Throughout his 20-plus-year career, the one thing Shyamalan has always believed in (even when those huge movie studios didn’t) is himself.

“At the end of the day, if you don’t believe in you and your vision, why should anyone else?” he said.

Retaining You Is The Most Important Thing

Singer, songwriter, musician, director, and Foo Fighters founder Dave Grohl is a completely self-taught musician.

“I can’t read music–I do it by ear and a patterned mind. I can memorize arrangements, but don’t ask me to read music,” he said. “By never taking music lessons, I never thought there was any right or wrong, and in that thought alone there are beautiful imperfections. That’s what makes progress and changes music.”

Growing up in a household with parents who were passionate about music made it easy for Grohl to also fall in love with it. 

“The first time I listened to drums was on a Rush album–that was it for me,” he said. “I set up pillows on my bed in the configuration of a drum and played along for hours and hours.”

Dave Grohl on stage at Adobe MAX

Grohl joined alternative rock band Nirvana and unexpectedly became a part of a musical revolution. 

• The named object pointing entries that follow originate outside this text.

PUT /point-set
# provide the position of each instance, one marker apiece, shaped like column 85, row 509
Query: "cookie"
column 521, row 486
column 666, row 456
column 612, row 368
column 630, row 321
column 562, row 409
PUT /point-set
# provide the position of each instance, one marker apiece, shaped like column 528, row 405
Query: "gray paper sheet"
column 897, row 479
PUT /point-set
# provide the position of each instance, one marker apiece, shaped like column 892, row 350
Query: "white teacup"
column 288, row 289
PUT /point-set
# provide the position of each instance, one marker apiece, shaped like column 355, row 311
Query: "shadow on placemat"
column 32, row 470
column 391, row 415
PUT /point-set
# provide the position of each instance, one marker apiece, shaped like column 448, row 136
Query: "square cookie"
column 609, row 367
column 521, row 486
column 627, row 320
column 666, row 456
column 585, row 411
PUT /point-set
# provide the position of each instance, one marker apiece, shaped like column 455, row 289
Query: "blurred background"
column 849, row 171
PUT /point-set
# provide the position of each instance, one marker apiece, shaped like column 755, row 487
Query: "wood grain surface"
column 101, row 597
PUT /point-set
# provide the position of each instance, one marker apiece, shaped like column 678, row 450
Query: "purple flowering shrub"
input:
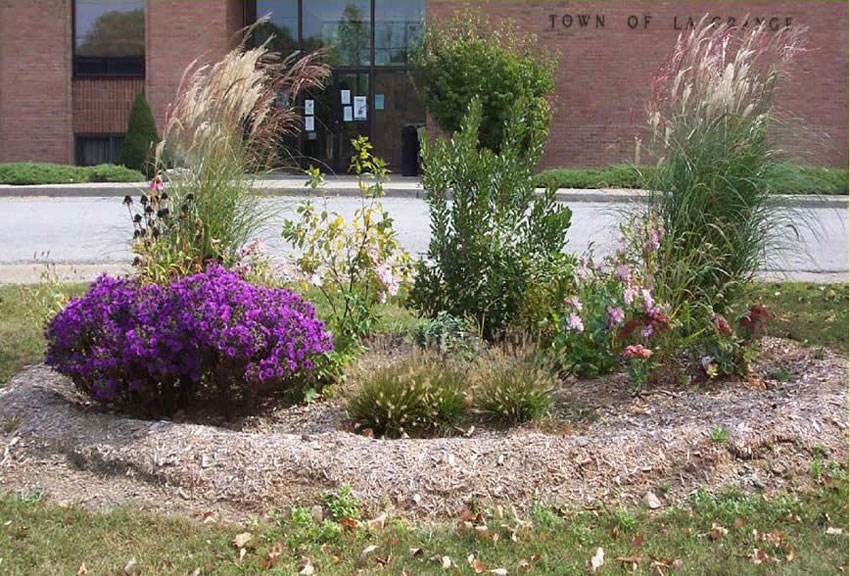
column 211, row 336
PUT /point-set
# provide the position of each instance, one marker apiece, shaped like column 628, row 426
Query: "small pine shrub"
column 513, row 387
column 418, row 395
column 137, row 151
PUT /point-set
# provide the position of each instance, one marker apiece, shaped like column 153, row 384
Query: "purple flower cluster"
column 158, row 348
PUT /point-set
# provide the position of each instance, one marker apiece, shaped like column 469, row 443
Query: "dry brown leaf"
column 241, row 540
column 377, row 523
column 597, row 560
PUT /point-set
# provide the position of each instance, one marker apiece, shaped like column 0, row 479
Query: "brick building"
column 69, row 69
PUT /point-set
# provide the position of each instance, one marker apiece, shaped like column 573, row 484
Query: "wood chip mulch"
column 661, row 441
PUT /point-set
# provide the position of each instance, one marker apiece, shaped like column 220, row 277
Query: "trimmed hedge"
column 784, row 179
column 25, row 173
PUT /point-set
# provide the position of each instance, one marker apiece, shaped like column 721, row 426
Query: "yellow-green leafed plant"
column 420, row 394
column 357, row 263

“It had nothing to do with superficial image or conventional rock and roll. It was just about the songs and the art we were creating,” Grohl said.

In addition to playing the drums, Grohl frequently recorded songs on his own purely as a personal creative release, more for himself than for anyone else. 

“I realized that during tough times, music would save my life,” he said. “There is something about music and having an outlet where I could write something I actually felt that was actually me, and I put it out into the world that kept me going.”

As the Foo Fighters record their 10th studio album this year, Grohl has also shifted some of his creative focus to film-making, including HBO’s “Sonic Highway" series. 

“Everything I do is in the hope that I inspire someone to pick up an instrument and play for themselves,” he said.

As a father, Grohl stressed the importance of the up-and-coming generation knowing that the simple idea of grabbing an instrument and playing from the heart is still available to them.

“In the creative process, you can get ahead of your heart at times, but retaining you is really the most important thing,” he said.